Depois de dois adiamentos, a instalação da CPI da Petrobras foi marcada para o meio-dia desta quarta (10). Não será instalada, contudo.

 

A exemplo do que fez na semana passada, a bancada do governo decidiu esvaziar a sessão. Na linha de frente da articulação, Aloizio Mercadante falou ao blog.

 

O líder do PT condicionou o início da investigação da Petrobras à devolução da relatoria da CPI das ONGs ao governista Ignácio Arruda (PCdoB-CE).

 

Disse que, mantido o impasse, nenhuma das duas CPIs irá adiante.

 

“Sem acordo, uma CPI, a da Petrobras, é comissão natimorta. A outra, das ONGs, fica inviabilizada porque não daremos quorum para deliberação”. Vai abaixo a entrevista:

 

 

- Por que não será instalada a CPI da Petrobras?

Criou-se um impasse. A oposição contribuiu decisivamente. Eles sabem que não podem fazer o estão fazendo.

- Refere-se a troca do relator da CPI das ONGs?

Sim. Fizemos um acordo. Honramos. Demos a presidência da CPI das ONGs para a oposição. Ficamos com a relatoria. O presidente era o Raimundo Colombo [DEM-SC]. No ano passado, quiseram trocar. Indicaram o Heráclito [Fortes, DEM-PI]. Elegemos novamente o presidente deles. Não é admissível que queiram afastar o relator do nosso bloco [Ignácio Arruda, PCdoB-CE], nomeando outro [Arthur Virgílio, PSDB-AM].

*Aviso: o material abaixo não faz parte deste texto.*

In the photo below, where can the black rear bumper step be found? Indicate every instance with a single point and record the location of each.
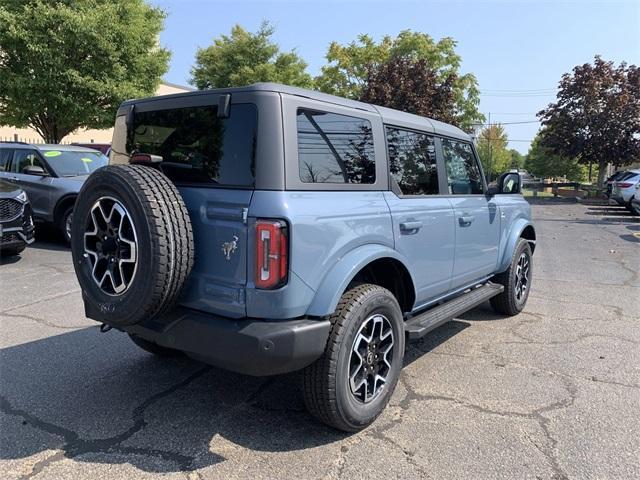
(423, 323)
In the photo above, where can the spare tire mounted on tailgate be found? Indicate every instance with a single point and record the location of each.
(132, 244)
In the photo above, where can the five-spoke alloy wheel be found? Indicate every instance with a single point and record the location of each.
(352, 382)
(110, 245)
(371, 357)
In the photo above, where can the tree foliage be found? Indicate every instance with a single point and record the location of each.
(596, 117)
(243, 58)
(492, 149)
(542, 162)
(70, 63)
(349, 68)
(411, 86)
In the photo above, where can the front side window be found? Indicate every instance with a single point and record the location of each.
(67, 163)
(335, 148)
(463, 173)
(412, 161)
(196, 146)
(23, 158)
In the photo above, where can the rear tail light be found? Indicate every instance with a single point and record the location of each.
(272, 254)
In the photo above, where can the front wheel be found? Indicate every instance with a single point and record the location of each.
(516, 280)
(350, 385)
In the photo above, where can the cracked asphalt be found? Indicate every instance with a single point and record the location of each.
(551, 393)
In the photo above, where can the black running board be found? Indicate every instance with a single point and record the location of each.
(423, 323)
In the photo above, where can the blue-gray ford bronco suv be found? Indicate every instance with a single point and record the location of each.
(268, 229)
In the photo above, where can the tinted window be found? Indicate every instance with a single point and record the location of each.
(334, 148)
(23, 159)
(70, 164)
(463, 174)
(197, 146)
(412, 161)
(5, 157)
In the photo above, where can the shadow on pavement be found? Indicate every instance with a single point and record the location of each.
(48, 238)
(98, 398)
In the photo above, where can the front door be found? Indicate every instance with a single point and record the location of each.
(477, 217)
(423, 222)
(38, 187)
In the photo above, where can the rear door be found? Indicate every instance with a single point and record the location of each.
(212, 162)
(477, 216)
(423, 221)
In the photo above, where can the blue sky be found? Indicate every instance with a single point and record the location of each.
(517, 49)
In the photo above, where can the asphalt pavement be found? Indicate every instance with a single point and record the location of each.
(551, 393)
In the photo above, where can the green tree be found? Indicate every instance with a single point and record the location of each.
(411, 86)
(517, 159)
(492, 149)
(596, 117)
(542, 162)
(70, 63)
(244, 58)
(349, 66)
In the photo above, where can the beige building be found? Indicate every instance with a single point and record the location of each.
(81, 136)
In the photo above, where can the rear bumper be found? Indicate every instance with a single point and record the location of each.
(250, 346)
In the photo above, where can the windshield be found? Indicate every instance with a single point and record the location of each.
(73, 163)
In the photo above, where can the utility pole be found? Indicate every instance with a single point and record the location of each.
(490, 149)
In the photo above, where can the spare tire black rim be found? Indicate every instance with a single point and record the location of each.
(111, 246)
(371, 355)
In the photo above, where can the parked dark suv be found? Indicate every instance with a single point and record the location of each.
(51, 175)
(268, 229)
(16, 222)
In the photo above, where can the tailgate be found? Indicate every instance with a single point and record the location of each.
(219, 276)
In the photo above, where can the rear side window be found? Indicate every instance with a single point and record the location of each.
(196, 146)
(23, 159)
(412, 161)
(334, 148)
(463, 173)
(5, 156)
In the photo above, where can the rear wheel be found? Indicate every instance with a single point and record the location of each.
(350, 385)
(516, 280)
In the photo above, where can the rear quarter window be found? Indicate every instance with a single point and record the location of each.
(334, 148)
(197, 147)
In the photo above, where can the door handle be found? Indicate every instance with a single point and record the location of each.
(410, 226)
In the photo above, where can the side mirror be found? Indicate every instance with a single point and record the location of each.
(509, 182)
(34, 170)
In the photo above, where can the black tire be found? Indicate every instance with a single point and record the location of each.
(13, 251)
(510, 301)
(164, 243)
(326, 389)
(153, 348)
(63, 224)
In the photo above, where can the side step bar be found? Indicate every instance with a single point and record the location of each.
(423, 323)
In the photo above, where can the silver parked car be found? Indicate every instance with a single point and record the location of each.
(51, 175)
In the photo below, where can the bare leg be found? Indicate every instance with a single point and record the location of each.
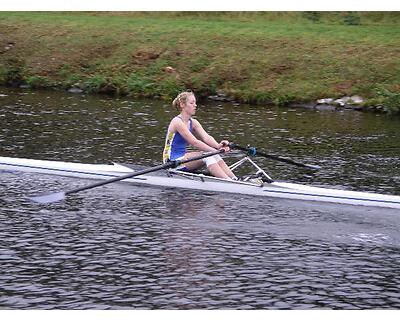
(217, 171)
(226, 169)
(193, 165)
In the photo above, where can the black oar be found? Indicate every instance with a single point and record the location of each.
(252, 151)
(57, 196)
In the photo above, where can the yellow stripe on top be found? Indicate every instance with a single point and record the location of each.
(167, 147)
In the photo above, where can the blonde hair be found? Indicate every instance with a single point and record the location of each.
(181, 98)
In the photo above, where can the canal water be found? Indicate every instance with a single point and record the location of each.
(129, 247)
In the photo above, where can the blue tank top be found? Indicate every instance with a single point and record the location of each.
(175, 145)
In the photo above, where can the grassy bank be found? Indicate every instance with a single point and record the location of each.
(278, 58)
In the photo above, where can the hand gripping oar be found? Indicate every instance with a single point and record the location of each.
(252, 151)
(57, 196)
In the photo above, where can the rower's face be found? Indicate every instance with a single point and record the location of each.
(190, 106)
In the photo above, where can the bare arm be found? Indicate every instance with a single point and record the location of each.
(180, 127)
(208, 139)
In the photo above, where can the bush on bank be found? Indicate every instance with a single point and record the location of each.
(265, 58)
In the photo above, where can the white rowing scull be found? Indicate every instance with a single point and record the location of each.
(173, 178)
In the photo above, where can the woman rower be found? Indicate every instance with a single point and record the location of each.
(184, 130)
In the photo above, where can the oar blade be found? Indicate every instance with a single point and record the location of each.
(48, 198)
(313, 167)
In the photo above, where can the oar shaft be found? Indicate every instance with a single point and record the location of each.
(167, 165)
(252, 151)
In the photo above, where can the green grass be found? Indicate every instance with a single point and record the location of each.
(254, 57)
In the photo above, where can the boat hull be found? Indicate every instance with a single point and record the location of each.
(200, 182)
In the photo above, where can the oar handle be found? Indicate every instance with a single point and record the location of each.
(167, 165)
(57, 196)
(252, 151)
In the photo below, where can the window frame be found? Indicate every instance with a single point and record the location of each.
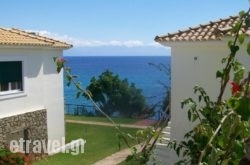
(13, 86)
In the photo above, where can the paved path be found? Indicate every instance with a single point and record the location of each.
(107, 124)
(116, 158)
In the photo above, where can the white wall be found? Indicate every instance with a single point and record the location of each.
(43, 87)
(186, 72)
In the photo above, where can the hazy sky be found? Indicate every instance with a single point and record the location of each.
(113, 27)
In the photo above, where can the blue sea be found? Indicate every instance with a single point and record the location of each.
(136, 69)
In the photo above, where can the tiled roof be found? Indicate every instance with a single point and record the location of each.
(207, 32)
(23, 38)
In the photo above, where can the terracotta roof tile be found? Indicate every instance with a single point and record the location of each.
(214, 30)
(23, 38)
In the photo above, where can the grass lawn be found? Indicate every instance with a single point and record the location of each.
(101, 141)
(118, 120)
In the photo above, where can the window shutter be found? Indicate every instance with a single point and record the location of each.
(10, 71)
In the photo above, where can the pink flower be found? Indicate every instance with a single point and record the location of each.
(235, 87)
(60, 60)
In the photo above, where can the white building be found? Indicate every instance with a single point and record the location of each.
(31, 91)
(196, 55)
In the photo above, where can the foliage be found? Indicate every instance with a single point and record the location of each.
(221, 125)
(9, 158)
(115, 95)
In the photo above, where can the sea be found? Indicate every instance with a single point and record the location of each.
(144, 71)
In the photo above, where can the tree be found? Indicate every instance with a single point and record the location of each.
(115, 95)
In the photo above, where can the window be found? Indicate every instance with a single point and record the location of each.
(11, 77)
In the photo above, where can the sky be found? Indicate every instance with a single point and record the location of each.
(113, 27)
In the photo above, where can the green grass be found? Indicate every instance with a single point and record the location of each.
(101, 141)
(118, 120)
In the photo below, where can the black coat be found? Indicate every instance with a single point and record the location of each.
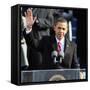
(45, 47)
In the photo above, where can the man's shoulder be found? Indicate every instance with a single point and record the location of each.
(73, 44)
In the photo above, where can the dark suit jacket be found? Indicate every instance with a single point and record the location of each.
(47, 45)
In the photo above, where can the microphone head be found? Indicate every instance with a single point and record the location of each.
(54, 54)
(61, 54)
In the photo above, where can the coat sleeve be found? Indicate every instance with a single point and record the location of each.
(75, 62)
(32, 41)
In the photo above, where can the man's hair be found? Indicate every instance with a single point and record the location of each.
(61, 19)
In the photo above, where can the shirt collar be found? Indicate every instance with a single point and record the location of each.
(61, 41)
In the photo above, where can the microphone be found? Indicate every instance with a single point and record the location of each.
(61, 56)
(54, 55)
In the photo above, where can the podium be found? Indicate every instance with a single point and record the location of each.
(51, 75)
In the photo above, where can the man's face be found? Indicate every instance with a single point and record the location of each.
(60, 29)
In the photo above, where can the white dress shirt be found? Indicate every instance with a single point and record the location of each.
(62, 43)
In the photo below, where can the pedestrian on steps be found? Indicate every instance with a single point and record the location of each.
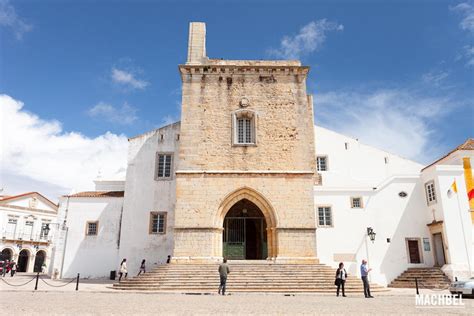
(123, 269)
(13, 269)
(341, 276)
(142, 267)
(364, 273)
(223, 272)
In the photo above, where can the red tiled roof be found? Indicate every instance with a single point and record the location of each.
(98, 194)
(13, 197)
(467, 145)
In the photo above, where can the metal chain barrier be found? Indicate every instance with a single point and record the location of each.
(18, 284)
(73, 280)
(428, 288)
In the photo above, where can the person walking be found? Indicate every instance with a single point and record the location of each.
(123, 269)
(341, 276)
(364, 272)
(223, 272)
(142, 267)
(13, 269)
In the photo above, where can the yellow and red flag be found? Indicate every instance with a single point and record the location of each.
(469, 181)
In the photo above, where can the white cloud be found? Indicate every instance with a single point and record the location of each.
(124, 115)
(127, 79)
(435, 77)
(10, 19)
(467, 11)
(309, 39)
(39, 150)
(398, 121)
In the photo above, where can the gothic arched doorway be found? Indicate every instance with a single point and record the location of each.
(245, 232)
(39, 260)
(23, 259)
(7, 254)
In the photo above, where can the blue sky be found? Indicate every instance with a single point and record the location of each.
(395, 74)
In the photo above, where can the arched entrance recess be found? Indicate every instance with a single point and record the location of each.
(23, 259)
(7, 254)
(39, 260)
(248, 225)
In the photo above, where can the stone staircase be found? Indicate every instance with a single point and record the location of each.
(428, 278)
(204, 278)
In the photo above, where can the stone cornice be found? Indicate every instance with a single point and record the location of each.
(245, 172)
(243, 69)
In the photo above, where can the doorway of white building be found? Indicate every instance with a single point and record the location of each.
(440, 259)
(39, 260)
(413, 247)
(23, 259)
(7, 254)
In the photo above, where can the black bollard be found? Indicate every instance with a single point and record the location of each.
(77, 283)
(37, 278)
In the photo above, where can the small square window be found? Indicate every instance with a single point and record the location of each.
(324, 216)
(356, 202)
(321, 163)
(92, 228)
(164, 166)
(157, 223)
(430, 193)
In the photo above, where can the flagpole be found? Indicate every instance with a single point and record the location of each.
(463, 232)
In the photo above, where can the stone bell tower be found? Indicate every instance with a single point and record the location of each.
(246, 158)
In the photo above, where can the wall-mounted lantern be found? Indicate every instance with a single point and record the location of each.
(371, 234)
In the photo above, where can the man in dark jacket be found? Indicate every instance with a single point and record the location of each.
(223, 272)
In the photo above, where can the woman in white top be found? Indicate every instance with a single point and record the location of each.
(123, 269)
(341, 276)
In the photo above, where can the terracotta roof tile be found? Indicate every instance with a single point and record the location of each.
(467, 145)
(98, 194)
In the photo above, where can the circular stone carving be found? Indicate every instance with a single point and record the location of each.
(402, 194)
(244, 102)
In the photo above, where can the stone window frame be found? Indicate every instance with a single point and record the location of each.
(252, 115)
(361, 202)
(330, 213)
(165, 221)
(325, 162)
(88, 230)
(157, 159)
(430, 193)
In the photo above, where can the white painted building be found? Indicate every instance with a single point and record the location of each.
(28, 227)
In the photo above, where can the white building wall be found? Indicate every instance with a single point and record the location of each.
(453, 209)
(144, 194)
(91, 256)
(20, 239)
(378, 177)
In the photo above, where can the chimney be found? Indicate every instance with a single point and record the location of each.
(197, 43)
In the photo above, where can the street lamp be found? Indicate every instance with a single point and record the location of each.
(46, 229)
(371, 234)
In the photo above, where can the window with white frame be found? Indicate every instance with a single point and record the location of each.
(11, 227)
(244, 127)
(430, 192)
(44, 232)
(322, 163)
(356, 202)
(163, 165)
(324, 216)
(157, 223)
(92, 228)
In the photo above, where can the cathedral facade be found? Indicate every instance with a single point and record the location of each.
(246, 175)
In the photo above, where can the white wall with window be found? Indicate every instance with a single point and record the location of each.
(92, 244)
(21, 228)
(148, 194)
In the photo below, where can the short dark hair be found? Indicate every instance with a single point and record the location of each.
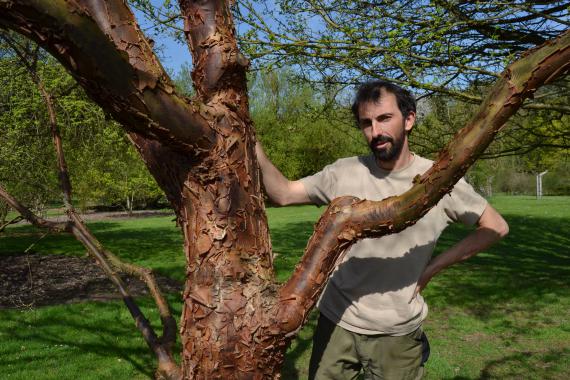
(371, 92)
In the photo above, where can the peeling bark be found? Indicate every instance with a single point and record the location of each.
(236, 321)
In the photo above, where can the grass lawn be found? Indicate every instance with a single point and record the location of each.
(502, 314)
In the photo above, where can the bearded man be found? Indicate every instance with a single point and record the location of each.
(371, 311)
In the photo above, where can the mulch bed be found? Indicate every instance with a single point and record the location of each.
(30, 280)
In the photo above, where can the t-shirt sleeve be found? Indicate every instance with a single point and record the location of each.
(320, 186)
(464, 204)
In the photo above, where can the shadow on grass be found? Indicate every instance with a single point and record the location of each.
(95, 335)
(525, 273)
(526, 365)
(529, 269)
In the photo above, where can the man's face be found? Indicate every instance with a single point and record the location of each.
(384, 126)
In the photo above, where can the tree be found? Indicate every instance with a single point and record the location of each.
(104, 166)
(451, 49)
(236, 321)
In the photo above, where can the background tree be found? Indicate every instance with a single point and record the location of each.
(236, 321)
(453, 49)
(300, 135)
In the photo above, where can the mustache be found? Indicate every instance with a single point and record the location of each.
(380, 139)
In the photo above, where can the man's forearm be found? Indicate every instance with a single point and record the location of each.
(492, 227)
(475, 242)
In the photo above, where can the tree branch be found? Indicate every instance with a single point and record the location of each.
(110, 263)
(349, 219)
(101, 45)
(218, 64)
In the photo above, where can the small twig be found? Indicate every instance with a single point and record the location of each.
(17, 219)
(162, 347)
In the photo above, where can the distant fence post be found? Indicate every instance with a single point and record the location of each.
(539, 184)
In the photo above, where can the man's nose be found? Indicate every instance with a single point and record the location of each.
(377, 129)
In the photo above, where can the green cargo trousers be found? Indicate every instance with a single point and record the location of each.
(339, 354)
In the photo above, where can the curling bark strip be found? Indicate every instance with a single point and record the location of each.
(348, 219)
(236, 321)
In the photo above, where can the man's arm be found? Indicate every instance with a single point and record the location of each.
(279, 189)
(491, 228)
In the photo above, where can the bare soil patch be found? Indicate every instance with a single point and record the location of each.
(30, 280)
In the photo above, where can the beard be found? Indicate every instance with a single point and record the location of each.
(391, 151)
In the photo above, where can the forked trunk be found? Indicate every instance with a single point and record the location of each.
(236, 322)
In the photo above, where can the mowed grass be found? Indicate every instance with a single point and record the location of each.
(503, 314)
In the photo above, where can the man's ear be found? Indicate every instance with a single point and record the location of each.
(409, 121)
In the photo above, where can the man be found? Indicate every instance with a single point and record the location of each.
(371, 311)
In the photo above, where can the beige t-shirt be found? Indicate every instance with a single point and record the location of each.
(370, 291)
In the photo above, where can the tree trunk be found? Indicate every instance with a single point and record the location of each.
(236, 321)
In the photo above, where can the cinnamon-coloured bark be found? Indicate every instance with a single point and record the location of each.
(348, 219)
(236, 322)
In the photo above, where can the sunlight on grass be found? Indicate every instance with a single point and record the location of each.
(502, 314)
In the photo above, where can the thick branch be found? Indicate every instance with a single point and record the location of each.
(348, 219)
(101, 45)
(163, 346)
(218, 64)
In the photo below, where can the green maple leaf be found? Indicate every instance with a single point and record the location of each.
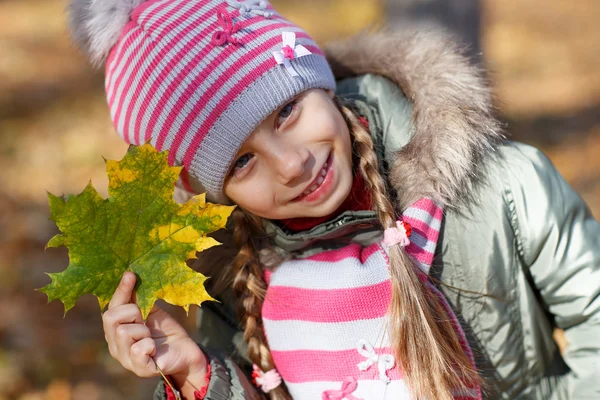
(138, 228)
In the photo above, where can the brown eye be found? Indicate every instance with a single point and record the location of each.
(285, 112)
(242, 162)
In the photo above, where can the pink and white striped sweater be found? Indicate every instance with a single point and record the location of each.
(325, 317)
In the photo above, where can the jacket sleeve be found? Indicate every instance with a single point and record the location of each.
(560, 242)
(223, 345)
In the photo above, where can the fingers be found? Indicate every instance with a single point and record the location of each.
(128, 334)
(124, 291)
(115, 317)
(141, 353)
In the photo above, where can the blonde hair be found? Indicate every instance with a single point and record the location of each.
(421, 331)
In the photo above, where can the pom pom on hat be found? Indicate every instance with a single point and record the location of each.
(96, 25)
(170, 83)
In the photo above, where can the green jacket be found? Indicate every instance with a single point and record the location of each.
(518, 254)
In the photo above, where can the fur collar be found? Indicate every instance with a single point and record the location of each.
(454, 128)
(455, 132)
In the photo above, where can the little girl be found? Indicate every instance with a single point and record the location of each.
(387, 243)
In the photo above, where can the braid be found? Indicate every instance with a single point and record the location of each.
(249, 288)
(433, 360)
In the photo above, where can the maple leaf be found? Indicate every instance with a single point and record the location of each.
(138, 228)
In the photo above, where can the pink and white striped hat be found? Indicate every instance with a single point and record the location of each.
(196, 77)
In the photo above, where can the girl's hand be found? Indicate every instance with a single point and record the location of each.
(134, 344)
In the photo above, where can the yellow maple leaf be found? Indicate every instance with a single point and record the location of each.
(138, 228)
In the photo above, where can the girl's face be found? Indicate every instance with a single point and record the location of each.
(296, 163)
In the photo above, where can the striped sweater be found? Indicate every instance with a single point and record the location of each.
(325, 317)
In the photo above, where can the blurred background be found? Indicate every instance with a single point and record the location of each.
(543, 58)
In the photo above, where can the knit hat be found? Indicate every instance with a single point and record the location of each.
(196, 77)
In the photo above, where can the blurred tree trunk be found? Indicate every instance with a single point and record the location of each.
(461, 17)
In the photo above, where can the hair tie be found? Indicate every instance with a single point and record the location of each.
(266, 381)
(397, 235)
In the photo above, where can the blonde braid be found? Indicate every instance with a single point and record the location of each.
(433, 360)
(249, 288)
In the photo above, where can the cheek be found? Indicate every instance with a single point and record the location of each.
(252, 195)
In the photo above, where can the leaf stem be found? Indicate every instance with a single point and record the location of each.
(175, 391)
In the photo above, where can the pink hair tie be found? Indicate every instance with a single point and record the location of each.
(266, 381)
(397, 235)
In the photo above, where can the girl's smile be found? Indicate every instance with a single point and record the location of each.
(296, 163)
(321, 184)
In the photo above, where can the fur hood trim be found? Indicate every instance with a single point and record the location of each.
(454, 127)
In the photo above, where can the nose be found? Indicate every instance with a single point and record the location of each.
(290, 162)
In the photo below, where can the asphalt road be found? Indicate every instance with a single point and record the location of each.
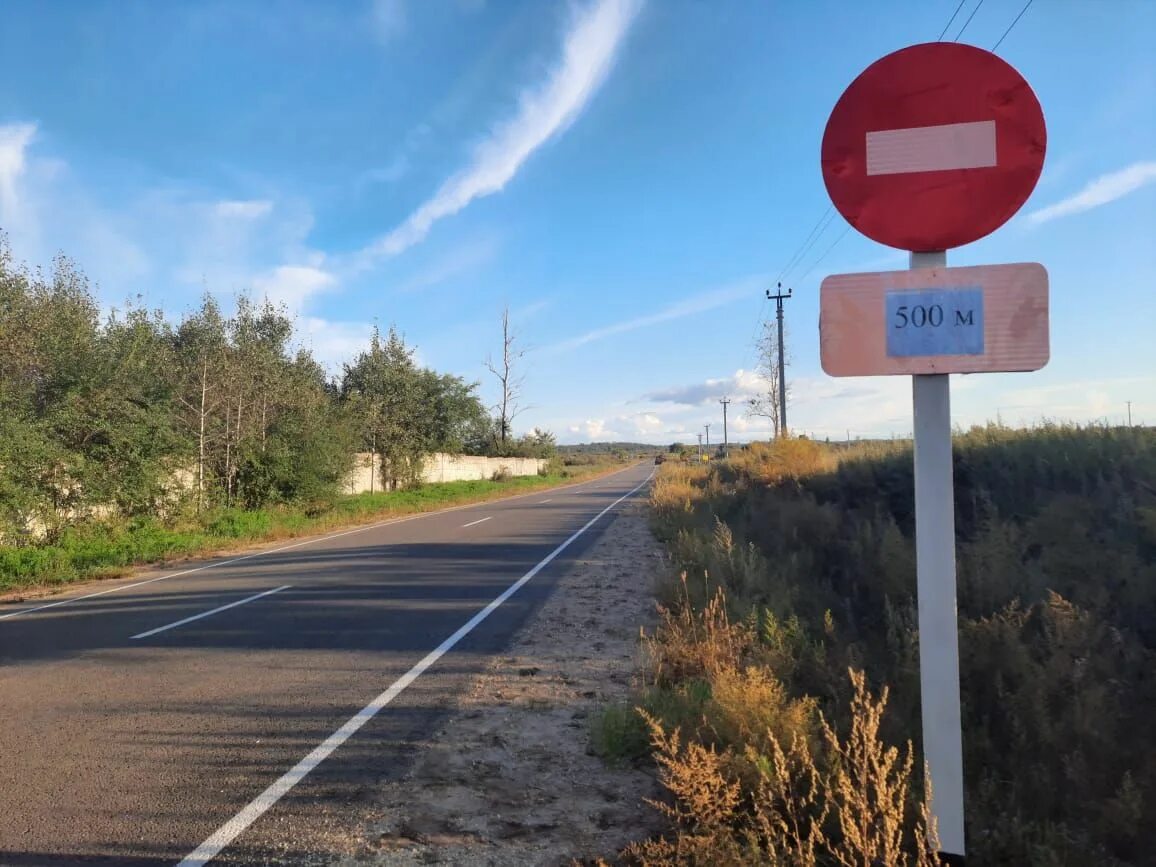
(127, 740)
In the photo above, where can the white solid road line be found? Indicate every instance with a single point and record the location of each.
(256, 808)
(208, 614)
(312, 540)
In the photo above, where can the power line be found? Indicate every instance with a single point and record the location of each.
(807, 243)
(950, 20)
(1012, 24)
(968, 21)
(825, 252)
(828, 215)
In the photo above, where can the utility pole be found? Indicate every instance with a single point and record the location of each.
(779, 297)
(726, 443)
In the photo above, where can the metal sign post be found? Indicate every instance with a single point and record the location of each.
(939, 642)
(932, 147)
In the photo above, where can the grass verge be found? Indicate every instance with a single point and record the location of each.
(797, 565)
(111, 549)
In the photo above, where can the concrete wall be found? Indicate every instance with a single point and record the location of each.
(446, 468)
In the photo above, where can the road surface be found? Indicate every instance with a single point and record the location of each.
(244, 710)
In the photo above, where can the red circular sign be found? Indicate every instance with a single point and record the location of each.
(933, 147)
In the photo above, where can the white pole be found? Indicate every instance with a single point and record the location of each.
(939, 642)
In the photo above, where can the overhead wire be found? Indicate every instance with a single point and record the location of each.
(828, 215)
(950, 20)
(1014, 22)
(968, 21)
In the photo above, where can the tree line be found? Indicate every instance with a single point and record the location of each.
(138, 415)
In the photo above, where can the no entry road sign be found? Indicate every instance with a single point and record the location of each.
(933, 147)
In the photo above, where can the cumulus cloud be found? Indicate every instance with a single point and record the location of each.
(588, 52)
(243, 209)
(1103, 190)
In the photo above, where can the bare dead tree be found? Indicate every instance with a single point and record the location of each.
(506, 370)
(769, 402)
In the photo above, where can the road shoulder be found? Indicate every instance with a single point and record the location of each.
(508, 779)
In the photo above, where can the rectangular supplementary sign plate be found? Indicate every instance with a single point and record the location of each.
(932, 148)
(935, 320)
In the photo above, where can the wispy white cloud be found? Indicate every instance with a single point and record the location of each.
(333, 343)
(741, 386)
(388, 19)
(243, 208)
(684, 308)
(545, 111)
(1103, 190)
(460, 260)
(14, 141)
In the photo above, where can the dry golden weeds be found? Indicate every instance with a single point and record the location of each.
(847, 805)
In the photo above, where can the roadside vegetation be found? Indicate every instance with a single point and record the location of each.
(782, 693)
(127, 438)
(105, 549)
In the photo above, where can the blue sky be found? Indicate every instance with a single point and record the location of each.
(625, 176)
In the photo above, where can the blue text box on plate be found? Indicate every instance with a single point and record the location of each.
(935, 321)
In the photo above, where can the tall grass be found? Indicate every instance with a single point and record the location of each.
(1057, 593)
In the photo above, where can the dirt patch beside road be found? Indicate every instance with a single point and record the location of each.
(508, 780)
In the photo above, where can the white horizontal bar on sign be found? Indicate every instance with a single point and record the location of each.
(932, 148)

- Não é prerrogativa do presidente da CPI indicar o relator?

Formulamos uma questão de ordem. Cabe ao presidente responder. Se ele nega, podemos recorrer ao plenário da CPI. Em última instância, ao plenário do Senado.

- Se aceitou compartilhar o comando na CPI das ONGs, por que o governo não aceita que o presidente da CPI da Petrobras seja da oposição?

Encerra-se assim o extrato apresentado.